Classy move by the Yankees last night for Mariano Rivera’s last appearance at Yankee Stadium in New York. Nice to see one of the class acts in baseball go out like this.
The final act of 2013 was dramatic, if not theatrical.
In fact, the choreography was flawless — even here and now, for a team going nowhere, for a game without meaning, for a season without pity.
But in one simple gesture, Joe Girardi managed to gather 48,675 participants around the fading embers of a glorious era, somehow giving a season of gloom a lasting glow, and the Yankees manager never even had to leave the dugout.
If you saw it, you’ll never forget it. And if history is an honest arbiter, it will become a Yankees keepsake that belongs as much to the man who conceived it as the legend it was intended to honor.
Think about it: This was probably the ceremonial duty that any manager would never willingly abrogate in a professional career — because it was too important, too historic, and too relevant even to his own life.
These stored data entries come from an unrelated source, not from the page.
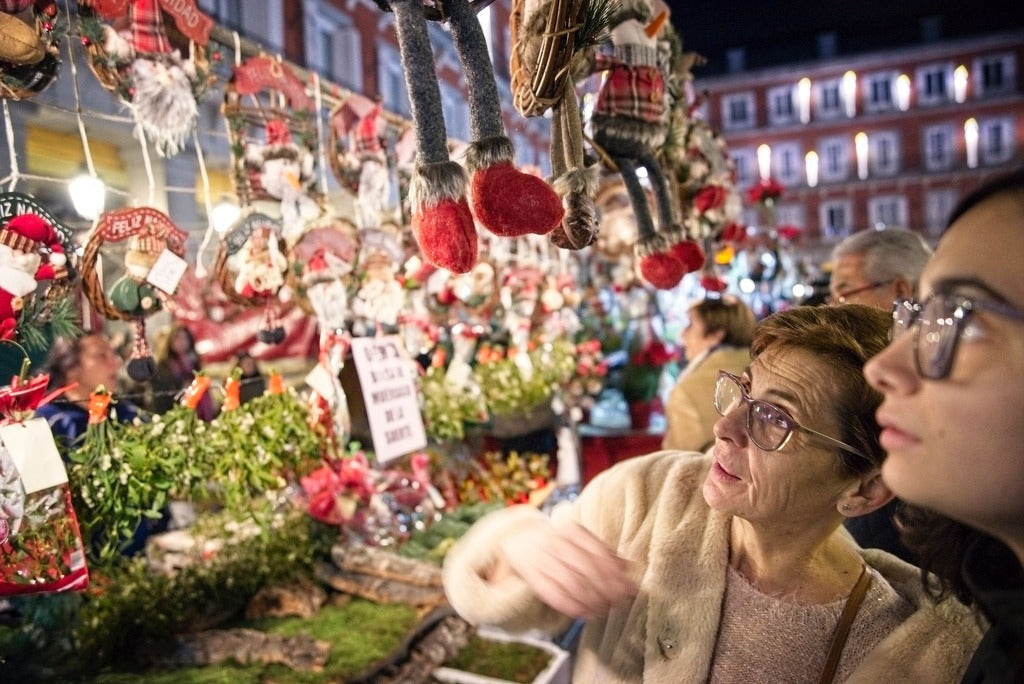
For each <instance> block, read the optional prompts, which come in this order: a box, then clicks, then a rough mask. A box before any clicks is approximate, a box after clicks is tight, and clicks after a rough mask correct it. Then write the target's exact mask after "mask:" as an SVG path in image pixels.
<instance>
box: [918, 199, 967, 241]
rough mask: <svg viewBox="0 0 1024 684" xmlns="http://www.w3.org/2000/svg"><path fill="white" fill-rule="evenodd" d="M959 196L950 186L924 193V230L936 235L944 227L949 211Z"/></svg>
mask: <svg viewBox="0 0 1024 684" xmlns="http://www.w3.org/2000/svg"><path fill="white" fill-rule="evenodd" d="M958 199H959V196H958V195H957V194H956V190H954V189H953V188H951V187H943V188H938V189H931V190H928V191H926V193H925V230H927V231H928V234H930V236H933V237H938V236H939V234H940V233H941V232H942V231H943V230H944V229H945V227H946V222H947V221H948V220H949V212H951V211H952V210H953V207H954V206H956V201H957V200H958Z"/></svg>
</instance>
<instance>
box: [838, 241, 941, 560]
mask: <svg viewBox="0 0 1024 684" xmlns="http://www.w3.org/2000/svg"><path fill="white" fill-rule="evenodd" d="M931 255H932V248H930V247H929V246H928V244H927V243H925V241H924V240H922V238H921V236H919V234H918V233H915V232H911V231H910V230H904V229H902V228H885V229H883V230H876V229H873V228H869V229H867V230H861V231H859V232H855V233H853V234H852V236H850V237H849V238H847V239H846V240H844V241H843V242H841V243H839V244H838V245H837V246H836V247H835V249H834V250H833V261H834V264H835V265H834V268H833V277H831V282H830V284H829V291H830V294H829V298H828V302H829V303H831V304H845V303H856V304H866V305H868V306H874V307H876V308H880V309H882V310H884V311H891V310H892V306H893V300H895V299H896V298H897V297H911V296H913V294H914V292H916V289H918V280H919V279H920V277H921V271H922V270H923V269H924V267H925V263H926V262H927V261H928V257H930V256H931ZM900 507H901V504H900V502H899V500H898V499H893V500H892V501H891V502H890V503H889V504H887V505H886V506H884V507H883V508H880V509H879V510H878V511H876V512H874V513H871V514H870V515H863V516H860V517H857V518H850V519H849V520H847V521H846V528H847V529H849V530H850V533H851V535H853V538H854V539H855V540H857V543H858V544H859V545H860V546H862V547H864V548H871V549H885V550H886V551H888V552H890V553H894V554H896V555H897V556H899V557H900V558H902V559H903V560H905V561H907V562H910V563H916V558H915V557H914V555H913V554H912V553H910V551H909V550H908V549H907V548H906V547H905V546H904V545H903V543H902V542H901V541H900V536H899V530H897V529H896V523H895V522H894V520H893V518H894V516H895V515H896V513H897V512H898V511H899V509H900Z"/></svg>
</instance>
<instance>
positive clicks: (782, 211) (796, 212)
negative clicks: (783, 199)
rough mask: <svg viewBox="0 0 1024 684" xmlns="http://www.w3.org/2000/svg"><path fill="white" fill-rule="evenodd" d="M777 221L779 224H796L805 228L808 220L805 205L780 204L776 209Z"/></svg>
mask: <svg viewBox="0 0 1024 684" xmlns="http://www.w3.org/2000/svg"><path fill="white" fill-rule="evenodd" d="M775 222H776V223H777V224H778V225H796V226H797V227H798V228H803V227H804V226H806V225H807V221H806V220H804V205H802V204H781V205H779V206H778V208H777V209H776V210H775Z"/></svg>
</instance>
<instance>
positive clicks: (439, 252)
mask: <svg viewBox="0 0 1024 684" xmlns="http://www.w3.org/2000/svg"><path fill="white" fill-rule="evenodd" d="M413 232H414V233H415V234H416V242H418V243H419V244H420V251H421V252H422V253H423V256H424V257H425V258H426V260H427V261H429V262H430V263H432V264H434V265H435V266H438V267H440V268H447V269H449V270H450V271H452V272H453V273H466V272H468V271H469V270H470V269H472V268H473V265H474V264H476V248H477V245H476V226H475V225H474V223H473V214H472V213H471V212H470V211H469V204H468V203H467V202H466V199H465V198H461V199H460V200H458V201H456V200H449V199H444V200H441V201H440V202H438V203H437V204H434V205H426V206H424V207H423V208H422V209H421V211H420V212H419V213H415V214H413Z"/></svg>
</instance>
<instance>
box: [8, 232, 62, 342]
mask: <svg viewBox="0 0 1024 684" xmlns="http://www.w3.org/2000/svg"><path fill="white" fill-rule="evenodd" d="M67 263H68V259H67V257H66V256H65V253H63V245H61V244H60V239H59V236H58V233H57V231H56V229H55V228H54V227H53V226H52V225H50V224H49V223H48V222H47V221H46V220H45V219H44V218H42V217H41V216H38V215H36V214H20V215H18V216H15V217H13V218H11V219H10V220H9V221H7V223H6V225H4V226H3V227H2V228H0V328H2V330H3V334H4V336H5V338H9V337H12V335H13V331H14V329H15V328H16V324H17V317H18V316H19V315H20V312H22V309H23V308H24V307H25V298H26V297H28V296H29V295H32V294H33V293H35V292H36V287H37V286H38V284H39V282H41V281H54V280H65V279H67V277H68V269H67Z"/></svg>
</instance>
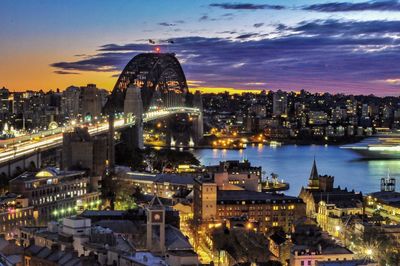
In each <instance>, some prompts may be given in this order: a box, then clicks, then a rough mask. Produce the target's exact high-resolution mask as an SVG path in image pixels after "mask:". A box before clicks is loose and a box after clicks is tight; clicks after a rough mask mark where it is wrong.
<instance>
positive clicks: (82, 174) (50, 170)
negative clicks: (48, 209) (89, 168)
mask: <svg viewBox="0 0 400 266" xmlns="http://www.w3.org/2000/svg"><path fill="white" fill-rule="evenodd" d="M83 174H85V171H60V170H58V169H57V168H54V167H48V168H44V169H42V170H40V171H37V172H25V173H23V174H21V175H19V176H17V177H16V178H14V179H12V180H11V181H10V182H14V181H17V180H21V181H25V182H26V181H33V180H41V179H49V178H63V177H71V176H78V175H83Z"/></svg>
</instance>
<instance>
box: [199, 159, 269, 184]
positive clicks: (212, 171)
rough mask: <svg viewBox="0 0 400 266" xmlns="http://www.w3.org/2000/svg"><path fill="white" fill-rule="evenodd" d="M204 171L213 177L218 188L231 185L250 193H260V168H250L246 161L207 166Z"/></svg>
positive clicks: (225, 162) (231, 161)
mask: <svg viewBox="0 0 400 266" xmlns="http://www.w3.org/2000/svg"><path fill="white" fill-rule="evenodd" d="M206 171H207V172H208V173H210V174H212V175H213V177H214V180H215V183H217V184H218V186H221V185H222V184H226V183H229V184H232V185H236V186H238V187H241V188H243V189H245V190H250V191H261V186H260V184H261V174H262V169H261V167H256V166H252V165H251V163H250V162H249V161H248V160H244V161H243V162H240V161H238V160H231V161H224V162H219V164H218V165H213V166H207V167H206Z"/></svg>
But Girardi instinctively felt that the belonged to someone else. So the decision he made in the season’s final home game last night — dispatching two pairs of very broad shoulders belonging to Andy Pettitte and Derek Jeter, just to shepherd Mariano Rivera from the Yankee Stadium mound for the final time in his illustrious career — said as much about the manager as it did the closer.
So long, Mariano. Thank you for being one of the good guys. Like the announcer said, you’re going to be one tough act to follow. See you in 5 years in Cooperstown!